According to IFAW Tanzania has reportedly withdrawn her proposal to sell her ivory – though this has not yet been confirmed by CITES, the news has been met with elation by conservationists in Kenya.
Joyce Poole of Elephant Voices an organization that monitors elephants in the Masai Mara ecosystem stated
“Elephants are under extreme threat from an ivory trade spiraling out of control. Inserting more ivory into the mix would send the wrong message to consumers, and further stimulate the illegal trade. I congratulate the Tanzanian authorities for the wise decision to withdraw their proposal”.
Tanzania had proposed to downlist her elephant population from Appendix I to Appendix II and sell 137 tons of ivory at the next years 16th Conference of the Parties to the Convention on International Trade in Endangered Species of wild Flora and Fauna, CITES, which takes place in March 2013 in Bangkok. This is the third time that has failed to win support for a similar proposals to sell ivory at CITES. Apart from a few southern African countries and China, Tanzania’s proposal received virtually no support locally and had been termed “ludicrous” by some conservation organizations like the Environemental Investigation Agency, EIA – the government had admitted that 30 elephants were being killed each day to poachers, and together with Kenya, Tanzania is a major player in the illicit ivory trade an issue that has been linked to corruption in the government.

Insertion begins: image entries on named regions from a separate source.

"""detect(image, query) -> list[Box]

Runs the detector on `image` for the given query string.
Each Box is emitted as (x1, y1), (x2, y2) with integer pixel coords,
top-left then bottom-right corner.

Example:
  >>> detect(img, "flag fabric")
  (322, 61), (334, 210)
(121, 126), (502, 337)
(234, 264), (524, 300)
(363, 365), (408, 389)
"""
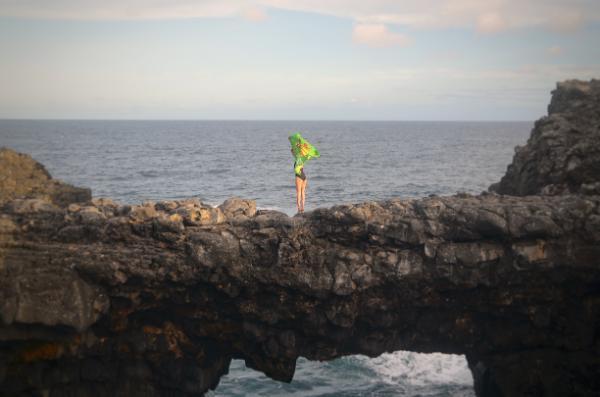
(288, 132), (321, 175)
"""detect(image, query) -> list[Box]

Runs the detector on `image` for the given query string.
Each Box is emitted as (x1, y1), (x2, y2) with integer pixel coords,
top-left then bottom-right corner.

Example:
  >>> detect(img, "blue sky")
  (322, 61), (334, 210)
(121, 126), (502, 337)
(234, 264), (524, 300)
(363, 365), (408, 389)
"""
(0, 0), (600, 120)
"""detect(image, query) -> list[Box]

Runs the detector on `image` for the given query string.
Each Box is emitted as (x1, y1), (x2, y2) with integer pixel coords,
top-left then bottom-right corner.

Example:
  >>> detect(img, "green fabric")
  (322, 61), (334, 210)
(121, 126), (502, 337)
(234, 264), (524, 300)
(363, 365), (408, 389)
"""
(288, 132), (321, 176)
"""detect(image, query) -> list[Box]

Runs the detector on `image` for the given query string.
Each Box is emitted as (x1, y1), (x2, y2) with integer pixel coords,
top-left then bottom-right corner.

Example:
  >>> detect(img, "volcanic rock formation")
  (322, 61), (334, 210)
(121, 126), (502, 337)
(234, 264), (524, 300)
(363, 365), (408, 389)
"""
(0, 81), (600, 396)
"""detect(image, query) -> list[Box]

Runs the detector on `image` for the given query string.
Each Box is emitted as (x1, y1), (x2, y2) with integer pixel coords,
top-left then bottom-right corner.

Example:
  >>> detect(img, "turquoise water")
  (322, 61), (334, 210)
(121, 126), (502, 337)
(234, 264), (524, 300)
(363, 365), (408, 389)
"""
(0, 120), (532, 397)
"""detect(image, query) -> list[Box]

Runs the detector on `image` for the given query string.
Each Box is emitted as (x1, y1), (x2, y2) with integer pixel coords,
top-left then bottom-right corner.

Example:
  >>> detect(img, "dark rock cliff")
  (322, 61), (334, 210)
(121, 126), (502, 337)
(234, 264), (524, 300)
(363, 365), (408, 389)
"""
(490, 80), (600, 196)
(0, 82), (600, 396)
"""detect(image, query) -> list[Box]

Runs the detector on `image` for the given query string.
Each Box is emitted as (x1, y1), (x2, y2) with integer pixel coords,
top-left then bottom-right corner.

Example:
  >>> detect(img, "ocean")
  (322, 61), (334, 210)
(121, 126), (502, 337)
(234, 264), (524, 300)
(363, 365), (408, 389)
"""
(0, 120), (533, 397)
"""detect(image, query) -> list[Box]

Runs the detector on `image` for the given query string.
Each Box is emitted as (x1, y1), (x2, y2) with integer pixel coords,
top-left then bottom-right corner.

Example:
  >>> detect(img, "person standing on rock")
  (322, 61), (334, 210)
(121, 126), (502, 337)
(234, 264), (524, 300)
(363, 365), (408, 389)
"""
(288, 132), (321, 214)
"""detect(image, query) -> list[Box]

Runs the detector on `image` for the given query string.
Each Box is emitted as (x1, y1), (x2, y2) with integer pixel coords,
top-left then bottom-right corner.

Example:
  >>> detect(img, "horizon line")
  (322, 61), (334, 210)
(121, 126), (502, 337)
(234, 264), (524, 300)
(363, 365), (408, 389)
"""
(0, 117), (535, 123)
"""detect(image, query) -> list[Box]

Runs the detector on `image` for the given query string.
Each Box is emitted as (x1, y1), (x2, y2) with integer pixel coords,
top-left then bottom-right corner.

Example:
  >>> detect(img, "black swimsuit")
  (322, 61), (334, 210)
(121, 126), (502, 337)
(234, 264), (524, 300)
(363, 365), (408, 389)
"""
(294, 163), (306, 181)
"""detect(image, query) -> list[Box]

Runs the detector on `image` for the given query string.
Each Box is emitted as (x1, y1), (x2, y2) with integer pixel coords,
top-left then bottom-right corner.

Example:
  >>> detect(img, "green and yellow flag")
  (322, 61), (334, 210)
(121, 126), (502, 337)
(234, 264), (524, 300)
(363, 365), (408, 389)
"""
(288, 132), (321, 175)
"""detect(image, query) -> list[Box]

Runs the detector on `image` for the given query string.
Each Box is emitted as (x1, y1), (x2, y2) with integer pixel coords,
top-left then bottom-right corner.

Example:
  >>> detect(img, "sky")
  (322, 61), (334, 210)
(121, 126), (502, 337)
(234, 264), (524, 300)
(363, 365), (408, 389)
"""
(0, 0), (600, 120)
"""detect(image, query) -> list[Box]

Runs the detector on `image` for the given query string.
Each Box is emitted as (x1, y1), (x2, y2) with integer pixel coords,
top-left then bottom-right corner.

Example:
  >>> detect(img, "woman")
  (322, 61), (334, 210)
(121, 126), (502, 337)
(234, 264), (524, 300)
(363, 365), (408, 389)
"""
(288, 132), (320, 214)
(292, 149), (307, 214)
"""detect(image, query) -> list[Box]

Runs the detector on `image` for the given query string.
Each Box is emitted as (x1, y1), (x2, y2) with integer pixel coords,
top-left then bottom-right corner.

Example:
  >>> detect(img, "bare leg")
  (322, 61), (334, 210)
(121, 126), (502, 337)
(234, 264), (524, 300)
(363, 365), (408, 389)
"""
(300, 178), (308, 212)
(296, 177), (304, 212)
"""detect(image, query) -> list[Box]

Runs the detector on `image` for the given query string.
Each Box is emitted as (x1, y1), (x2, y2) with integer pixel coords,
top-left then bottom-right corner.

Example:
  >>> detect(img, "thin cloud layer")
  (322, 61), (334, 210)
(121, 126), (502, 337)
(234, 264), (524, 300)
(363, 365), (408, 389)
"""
(0, 0), (600, 33)
(352, 24), (411, 47)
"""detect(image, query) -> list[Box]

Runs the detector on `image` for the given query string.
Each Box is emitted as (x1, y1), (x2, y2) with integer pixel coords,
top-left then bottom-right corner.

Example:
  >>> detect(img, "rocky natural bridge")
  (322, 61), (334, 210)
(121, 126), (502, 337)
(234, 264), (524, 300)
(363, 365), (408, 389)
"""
(0, 80), (600, 396)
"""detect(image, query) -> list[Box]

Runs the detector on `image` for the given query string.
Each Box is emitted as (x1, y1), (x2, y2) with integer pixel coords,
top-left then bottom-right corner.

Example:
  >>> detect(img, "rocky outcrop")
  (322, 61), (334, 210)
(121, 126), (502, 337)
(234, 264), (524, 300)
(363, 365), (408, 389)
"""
(0, 78), (600, 396)
(0, 147), (92, 206)
(490, 80), (600, 196)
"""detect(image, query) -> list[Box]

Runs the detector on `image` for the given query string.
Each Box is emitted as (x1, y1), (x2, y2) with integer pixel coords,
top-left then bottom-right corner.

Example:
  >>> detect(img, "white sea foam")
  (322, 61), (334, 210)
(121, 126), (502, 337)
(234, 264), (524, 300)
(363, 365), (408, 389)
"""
(361, 351), (473, 386)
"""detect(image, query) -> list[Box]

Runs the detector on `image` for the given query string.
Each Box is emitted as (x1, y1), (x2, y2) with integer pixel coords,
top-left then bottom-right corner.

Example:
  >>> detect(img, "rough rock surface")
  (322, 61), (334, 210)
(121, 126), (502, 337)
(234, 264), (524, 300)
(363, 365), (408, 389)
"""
(490, 80), (600, 196)
(0, 147), (92, 206)
(0, 78), (600, 396)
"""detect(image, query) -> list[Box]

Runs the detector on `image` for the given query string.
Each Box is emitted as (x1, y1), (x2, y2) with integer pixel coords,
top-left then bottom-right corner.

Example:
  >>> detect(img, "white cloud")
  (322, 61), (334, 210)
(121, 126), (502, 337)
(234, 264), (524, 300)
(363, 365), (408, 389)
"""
(352, 24), (411, 47)
(242, 7), (268, 22)
(0, 0), (600, 33)
(476, 12), (507, 33)
(546, 45), (562, 56)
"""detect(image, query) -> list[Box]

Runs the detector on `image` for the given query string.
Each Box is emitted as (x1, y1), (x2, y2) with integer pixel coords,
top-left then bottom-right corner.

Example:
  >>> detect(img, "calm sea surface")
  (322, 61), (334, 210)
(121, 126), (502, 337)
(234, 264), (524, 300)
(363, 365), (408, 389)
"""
(0, 120), (532, 396)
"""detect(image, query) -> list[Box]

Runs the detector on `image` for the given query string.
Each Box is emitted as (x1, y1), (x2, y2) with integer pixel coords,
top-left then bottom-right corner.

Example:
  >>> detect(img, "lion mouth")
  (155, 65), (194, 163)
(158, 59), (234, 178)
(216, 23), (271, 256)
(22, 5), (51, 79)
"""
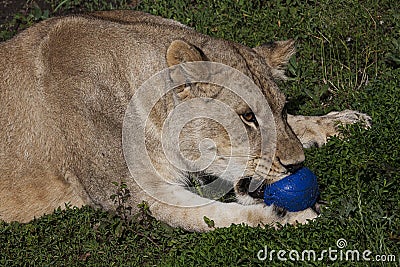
(249, 184), (266, 199)
(236, 176), (266, 199)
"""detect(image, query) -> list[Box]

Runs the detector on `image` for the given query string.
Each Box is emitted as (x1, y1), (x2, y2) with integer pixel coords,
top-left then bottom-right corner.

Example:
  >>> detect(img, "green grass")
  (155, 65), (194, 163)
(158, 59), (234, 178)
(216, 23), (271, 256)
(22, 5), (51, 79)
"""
(0, 0), (400, 266)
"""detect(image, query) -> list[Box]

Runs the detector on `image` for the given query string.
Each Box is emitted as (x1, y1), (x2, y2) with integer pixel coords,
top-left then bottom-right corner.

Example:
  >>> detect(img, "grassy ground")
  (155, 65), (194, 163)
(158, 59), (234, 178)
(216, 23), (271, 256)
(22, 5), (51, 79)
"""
(0, 0), (400, 266)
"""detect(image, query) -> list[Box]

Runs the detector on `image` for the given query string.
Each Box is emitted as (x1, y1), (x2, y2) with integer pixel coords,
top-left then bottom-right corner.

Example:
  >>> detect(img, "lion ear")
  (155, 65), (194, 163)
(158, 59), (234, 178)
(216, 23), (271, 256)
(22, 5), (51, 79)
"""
(253, 39), (296, 80)
(166, 40), (205, 67)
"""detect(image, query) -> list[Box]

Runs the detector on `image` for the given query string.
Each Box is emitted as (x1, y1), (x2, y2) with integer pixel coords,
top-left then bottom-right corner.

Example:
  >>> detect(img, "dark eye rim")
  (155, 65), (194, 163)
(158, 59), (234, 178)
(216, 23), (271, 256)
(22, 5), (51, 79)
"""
(240, 111), (258, 127)
(242, 112), (257, 122)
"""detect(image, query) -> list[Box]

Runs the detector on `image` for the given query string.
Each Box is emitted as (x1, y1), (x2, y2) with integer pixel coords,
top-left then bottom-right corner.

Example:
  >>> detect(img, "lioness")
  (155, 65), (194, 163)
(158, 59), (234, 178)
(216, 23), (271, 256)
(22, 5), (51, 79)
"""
(0, 11), (369, 231)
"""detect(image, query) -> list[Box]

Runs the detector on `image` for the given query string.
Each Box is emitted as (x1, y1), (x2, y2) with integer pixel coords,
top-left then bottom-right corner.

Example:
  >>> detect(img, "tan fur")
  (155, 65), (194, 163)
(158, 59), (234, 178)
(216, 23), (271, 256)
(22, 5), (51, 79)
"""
(0, 11), (367, 231)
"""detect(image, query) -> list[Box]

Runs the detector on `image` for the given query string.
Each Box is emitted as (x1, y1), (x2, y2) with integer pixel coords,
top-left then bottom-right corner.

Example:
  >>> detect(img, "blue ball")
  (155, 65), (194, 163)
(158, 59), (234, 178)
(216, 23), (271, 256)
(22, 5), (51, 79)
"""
(264, 167), (319, 212)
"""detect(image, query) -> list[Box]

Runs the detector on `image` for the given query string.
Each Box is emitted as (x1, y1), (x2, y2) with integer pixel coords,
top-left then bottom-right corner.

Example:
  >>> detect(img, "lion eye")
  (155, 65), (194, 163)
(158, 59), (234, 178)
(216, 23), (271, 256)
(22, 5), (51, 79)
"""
(240, 112), (257, 126)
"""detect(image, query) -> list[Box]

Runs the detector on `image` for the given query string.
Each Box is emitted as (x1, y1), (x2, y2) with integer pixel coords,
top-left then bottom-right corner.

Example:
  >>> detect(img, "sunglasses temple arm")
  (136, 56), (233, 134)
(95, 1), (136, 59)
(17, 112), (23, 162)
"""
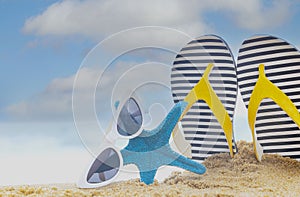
(248, 64), (300, 161)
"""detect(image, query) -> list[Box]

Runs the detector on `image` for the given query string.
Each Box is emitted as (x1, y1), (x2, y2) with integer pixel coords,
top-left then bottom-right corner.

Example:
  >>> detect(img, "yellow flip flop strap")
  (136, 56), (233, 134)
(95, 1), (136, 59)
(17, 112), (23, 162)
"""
(180, 64), (233, 157)
(248, 64), (300, 161)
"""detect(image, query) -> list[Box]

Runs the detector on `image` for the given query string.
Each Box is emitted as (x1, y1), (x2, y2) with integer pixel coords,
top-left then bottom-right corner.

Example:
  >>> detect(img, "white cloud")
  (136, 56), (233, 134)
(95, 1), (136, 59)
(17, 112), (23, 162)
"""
(6, 59), (172, 122)
(23, 0), (291, 40)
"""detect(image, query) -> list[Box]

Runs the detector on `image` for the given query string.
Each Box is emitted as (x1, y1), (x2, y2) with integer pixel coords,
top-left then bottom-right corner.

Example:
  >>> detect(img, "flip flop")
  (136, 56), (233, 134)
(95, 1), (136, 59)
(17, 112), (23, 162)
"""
(237, 35), (300, 161)
(171, 35), (237, 161)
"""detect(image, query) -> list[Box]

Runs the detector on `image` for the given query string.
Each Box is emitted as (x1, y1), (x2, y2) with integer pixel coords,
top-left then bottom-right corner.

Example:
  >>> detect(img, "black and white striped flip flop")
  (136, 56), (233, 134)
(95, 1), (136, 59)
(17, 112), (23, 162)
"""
(237, 35), (300, 160)
(171, 35), (237, 161)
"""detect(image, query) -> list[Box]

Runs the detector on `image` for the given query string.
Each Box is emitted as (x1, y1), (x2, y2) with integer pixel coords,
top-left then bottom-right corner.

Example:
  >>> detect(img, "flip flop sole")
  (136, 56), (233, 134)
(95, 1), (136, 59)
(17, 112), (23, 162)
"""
(171, 35), (237, 161)
(237, 35), (300, 160)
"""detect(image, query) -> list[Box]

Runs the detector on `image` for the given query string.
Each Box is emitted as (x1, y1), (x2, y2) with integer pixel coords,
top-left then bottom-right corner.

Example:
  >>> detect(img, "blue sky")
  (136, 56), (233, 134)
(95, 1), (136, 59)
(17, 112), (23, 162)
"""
(0, 0), (300, 184)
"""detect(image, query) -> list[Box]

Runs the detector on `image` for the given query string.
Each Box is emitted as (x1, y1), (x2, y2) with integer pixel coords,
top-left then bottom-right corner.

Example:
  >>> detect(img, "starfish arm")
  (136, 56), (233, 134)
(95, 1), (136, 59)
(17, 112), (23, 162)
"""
(169, 154), (206, 174)
(140, 169), (157, 185)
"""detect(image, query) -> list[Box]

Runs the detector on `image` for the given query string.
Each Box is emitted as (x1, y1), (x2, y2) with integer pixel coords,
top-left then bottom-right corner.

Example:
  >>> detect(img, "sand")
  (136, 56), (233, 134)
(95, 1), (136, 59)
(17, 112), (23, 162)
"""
(0, 141), (300, 197)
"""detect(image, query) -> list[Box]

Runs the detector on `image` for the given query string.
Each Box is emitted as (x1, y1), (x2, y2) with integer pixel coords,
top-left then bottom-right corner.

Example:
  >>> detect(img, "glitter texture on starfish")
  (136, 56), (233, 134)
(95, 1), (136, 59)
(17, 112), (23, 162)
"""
(121, 101), (206, 184)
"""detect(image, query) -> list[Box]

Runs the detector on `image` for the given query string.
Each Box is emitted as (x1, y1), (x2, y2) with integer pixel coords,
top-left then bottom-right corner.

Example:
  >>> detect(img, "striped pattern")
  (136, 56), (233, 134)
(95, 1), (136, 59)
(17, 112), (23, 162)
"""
(237, 35), (300, 160)
(171, 35), (237, 161)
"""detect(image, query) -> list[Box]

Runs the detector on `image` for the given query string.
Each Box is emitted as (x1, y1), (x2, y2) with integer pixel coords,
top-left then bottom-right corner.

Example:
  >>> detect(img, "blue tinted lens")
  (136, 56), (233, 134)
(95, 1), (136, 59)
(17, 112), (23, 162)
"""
(87, 148), (120, 183)
(117, 98), (143, 136)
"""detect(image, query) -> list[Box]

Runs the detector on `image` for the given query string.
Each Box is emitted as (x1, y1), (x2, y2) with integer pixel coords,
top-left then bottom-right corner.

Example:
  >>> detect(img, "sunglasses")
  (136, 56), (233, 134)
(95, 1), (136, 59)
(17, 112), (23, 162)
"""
(77, 97), (144, 188)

The decision to withdraw the proposal comes after other positive statements including a commitment to step up anti-poaching, and after the Chinese embassy in Dar es Salaam stated commitment to working with Tanzanian authorities to combat poaching, and ivory trafficking. The Kenya government will be welcoming this news wholeheartedly.
Through expert submissions from the Kenya Wildlife Service, Kenya’s position has been fiercely against Tanzania’s proposal. Despite huge investment in anti poaching and enforcement poaching is rampant in Kenya as a result of the demand for ivory which has been whetted by the limited renewal of legal trade.
And, this decision does not alter Kenya commitment to extend a 9 year moratorium on ivory trade to all elephant range states. This would prevent any country from proposing to trade in ivory until after 2017. Most conservation organizations back Kenya’s proposal including Save the Elephants, WildlifeDirect, Elephant Voices, the Amboseli Elephant Project, Born Free Foundation, IFAW, and others many of whom will travel to Thailand to lobby for Kenya.
For the first time in this dark period of elephant poaching, there is cause for hope. The Kenyan Minister for Forestry and Wildlife and the Director of the Kenya Wildlife Service have raised the alarm and renewed commitment to anti-poaching efforts. The US Secretary for State Hilary Clinton has raised the issue in congress, and the Tanzanian government has requested support from the USA improve park management. While China is the main market for ivory, major markets also exist in other Asian countries like Thailand, Vietnam, and Malaysia. What we hope for now is for all of these countries to make a commitment by jointly denouncing illegal domestic ivory trade, and contributing to a fund that will enhance African elephant range states enforcement, investigations, and management of elephants.